L’ingegnere tecnico industriale Juan Antonio Baena è uno di questi. “Se non fosse stato per la fondazione, non avrei potuto lavorare nella mia città”, riflette l’esperto. Ma ora è responsabile della fabbrica di pellet di lana che, con i permessi, spera di avviare la produzione durante il mese di gennaio e di dare lavoro ad altre due persone del paese. L’idea è che la fabbrica, situata in un magazzino comunale alla periferia della città, prenda tutta quella lana derivante dal processo di tosatura delle pecore della Sierra de Cádiz per trasformarla in pellet capaci di agire come fertilizzanti naturali a lenta cessione e ritentori di umidità. Il processo, conosciuto in Germania ma finora non sviluppato da stabilimenti in Spagna, sarà in grado di produrre alla massima potenza fino a 20.000 chili all’anno di pellet.

“È la soluzione a un problema”, spiega Baena, riferendosi ad alcuni allevatori che, solo nella provincia, producono fino a 100.000 chili di lana che non trovano più sbocco sul mercato e sono costretti a distruggere. Ciò ha portato il Comune di Grazalema ad aver già acquistato fino a due tosature da allevatori della zona, con l’obiettivo di favorire l’avvio del progetto ed evitare perdite. L’obiettivo è che la fabbrica LanoPellet – con il marchio Maslana – si faccia carico in futuro di questo acquisto e possa presentare il suo progetto sul mercato. “Penso che i progetti che sto realizzando debbano essere economicamente sostenibili perché altrimenti rappresentano un problema per il futuro”, riflette Guelen.

Lo stesso magazzino dove il pellet Sarà anche la sede della lavanderia ecologica dove andranno i velli che garantiscono la qualità tessile. Si tratterà di una produzione piccola, dopo che l’abbandono dell’uso della lana ha riorientato le mandrie di pecore merino di Grazalemeño verso una qualità del latte superiore a quella del pelo. Ma si prevede che basterà a fornire le materie prime alla cooperativa di donne, ora immerse nella formazione. Lavora a maglia e intreccia insegnato da Beatriz Perez sotto la tutela comunale. “Il progetto si interseca con l’economia circolare e con il valore delle donne rurali poiché c’è sempre stata la misoginia di considerare il lavoro a maglia un’attività domestica per le donne”, riflette Paco Marín, tecnico municipale del Comune.

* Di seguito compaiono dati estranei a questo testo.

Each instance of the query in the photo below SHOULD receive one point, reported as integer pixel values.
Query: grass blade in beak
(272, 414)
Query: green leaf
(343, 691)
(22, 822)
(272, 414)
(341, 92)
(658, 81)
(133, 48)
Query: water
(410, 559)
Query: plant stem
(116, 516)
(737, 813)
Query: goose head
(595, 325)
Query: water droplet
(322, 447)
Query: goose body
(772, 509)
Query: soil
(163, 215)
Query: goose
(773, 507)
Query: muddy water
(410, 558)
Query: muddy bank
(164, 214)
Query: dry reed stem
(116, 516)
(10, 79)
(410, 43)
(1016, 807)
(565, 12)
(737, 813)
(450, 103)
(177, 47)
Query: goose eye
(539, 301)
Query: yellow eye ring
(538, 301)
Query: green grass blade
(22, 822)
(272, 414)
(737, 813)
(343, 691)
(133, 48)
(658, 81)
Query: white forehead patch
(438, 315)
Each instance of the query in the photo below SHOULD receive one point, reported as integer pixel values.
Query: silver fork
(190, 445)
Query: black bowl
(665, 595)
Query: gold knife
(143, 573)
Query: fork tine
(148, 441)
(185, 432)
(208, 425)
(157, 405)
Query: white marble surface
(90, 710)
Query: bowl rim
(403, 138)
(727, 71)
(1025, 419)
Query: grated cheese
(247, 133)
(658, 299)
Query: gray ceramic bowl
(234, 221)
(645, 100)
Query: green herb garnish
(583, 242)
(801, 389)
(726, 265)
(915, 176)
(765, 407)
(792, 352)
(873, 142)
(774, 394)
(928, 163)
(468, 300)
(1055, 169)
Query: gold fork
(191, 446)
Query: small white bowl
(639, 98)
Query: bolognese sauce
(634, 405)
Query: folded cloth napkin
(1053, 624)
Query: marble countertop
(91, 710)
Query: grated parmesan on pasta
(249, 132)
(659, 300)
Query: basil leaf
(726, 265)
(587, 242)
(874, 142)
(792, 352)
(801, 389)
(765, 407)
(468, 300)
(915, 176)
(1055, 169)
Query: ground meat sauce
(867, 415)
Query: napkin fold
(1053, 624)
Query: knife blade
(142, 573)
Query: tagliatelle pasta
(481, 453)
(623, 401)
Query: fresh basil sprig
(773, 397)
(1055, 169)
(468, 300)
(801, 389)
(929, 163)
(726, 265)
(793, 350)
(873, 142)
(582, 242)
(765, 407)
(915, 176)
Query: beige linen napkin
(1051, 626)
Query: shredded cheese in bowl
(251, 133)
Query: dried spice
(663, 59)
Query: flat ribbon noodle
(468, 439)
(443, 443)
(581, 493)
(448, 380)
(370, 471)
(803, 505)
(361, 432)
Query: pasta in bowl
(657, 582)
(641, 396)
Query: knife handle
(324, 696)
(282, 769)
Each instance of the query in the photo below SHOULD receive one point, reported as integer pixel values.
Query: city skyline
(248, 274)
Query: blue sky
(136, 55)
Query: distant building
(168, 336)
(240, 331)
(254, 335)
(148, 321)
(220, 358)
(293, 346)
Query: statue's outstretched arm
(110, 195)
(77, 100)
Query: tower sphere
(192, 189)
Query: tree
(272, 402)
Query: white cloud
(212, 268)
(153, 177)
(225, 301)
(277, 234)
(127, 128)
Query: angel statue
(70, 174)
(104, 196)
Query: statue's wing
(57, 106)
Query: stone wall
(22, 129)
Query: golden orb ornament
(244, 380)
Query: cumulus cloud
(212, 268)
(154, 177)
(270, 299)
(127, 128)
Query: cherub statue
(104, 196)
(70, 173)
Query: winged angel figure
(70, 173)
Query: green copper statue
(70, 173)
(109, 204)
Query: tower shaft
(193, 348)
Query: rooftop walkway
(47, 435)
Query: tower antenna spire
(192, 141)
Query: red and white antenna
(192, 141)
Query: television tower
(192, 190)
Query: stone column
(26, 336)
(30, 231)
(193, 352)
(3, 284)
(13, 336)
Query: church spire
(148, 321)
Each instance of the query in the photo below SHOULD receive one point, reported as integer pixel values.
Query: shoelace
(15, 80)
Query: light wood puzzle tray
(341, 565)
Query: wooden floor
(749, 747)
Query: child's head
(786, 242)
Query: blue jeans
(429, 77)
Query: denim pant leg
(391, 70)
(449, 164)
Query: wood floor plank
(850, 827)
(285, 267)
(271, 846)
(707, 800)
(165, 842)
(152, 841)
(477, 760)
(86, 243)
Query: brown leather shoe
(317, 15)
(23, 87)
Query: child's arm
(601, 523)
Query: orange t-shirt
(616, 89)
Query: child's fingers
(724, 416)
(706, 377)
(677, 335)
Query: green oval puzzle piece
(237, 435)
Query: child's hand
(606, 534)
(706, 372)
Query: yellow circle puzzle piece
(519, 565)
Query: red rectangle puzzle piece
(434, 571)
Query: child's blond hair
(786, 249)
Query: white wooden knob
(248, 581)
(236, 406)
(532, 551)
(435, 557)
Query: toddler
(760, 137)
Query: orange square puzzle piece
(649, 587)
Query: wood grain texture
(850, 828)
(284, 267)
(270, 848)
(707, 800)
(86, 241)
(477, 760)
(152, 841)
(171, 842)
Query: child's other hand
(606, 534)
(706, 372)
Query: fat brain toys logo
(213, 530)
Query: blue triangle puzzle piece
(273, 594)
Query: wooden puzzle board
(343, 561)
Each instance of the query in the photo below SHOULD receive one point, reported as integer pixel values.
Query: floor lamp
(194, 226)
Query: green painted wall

Un gruppo di tessitori della città di Grazalema, Cadice.
Un gruppo di tessitori della città di Grazalema, Cadice.

García ammette che non si aspettavano nemmeno la massiccia risposta che hanno trovato nella città quando hanno iniziato la selezione degli studenti. Tanto che dai 15 posti previsti si ampliarono a 30. Alcuni, come De la Rosa, non avevano mai toccato un ferro da calza in vita loro. Altri, come Eva Ramírez, conoscevano il punto e il motivo uncinettoma non avevano nemmeno considerato che questo potesse servire “a reinventarsi professionalmente”. Tutti ricordano le storie raccontate dalle loro madri e nonne di quei tempi in cui cuscini, materassi e borse imbottiti di lana. “Ho trovato desiderio e possibilità a Grazalema”, afferma la professoressa Pérez, che ha già avviato una cooperativa di donne tessitrici nel quartiere Tres Mil di Siviglia.

Adesso, conclusa la prima parte del corso in cui hanno appreso i principi base del lavoro a maglia, quest’anno le donne termineranno una seconda parte, più incentrata sull’aspetto professionale. “L’alta moda richiede artigiani. La sostenibilità esiste e, a sua volta, ha potere nelle zone rurali”, afferma Pérez. Ramírez e De la Rosa la ascoltano attentamente mentre espongono con orgoglio le loro prime creazioni, ispirate al banditismo andaluso e allo stile goyesco. Il tempo dirà dove li porterà l’iniziativa, anche se per Teresa de la Rosa il percorso è già valso la pena: “Ho iniziato a pensare che non sarei stata all’altezza, ma che ci avrei messo tutta l’anima. Ero esaurita e alla fine questo mi ha riempito l’anima”, dice soddisfatta.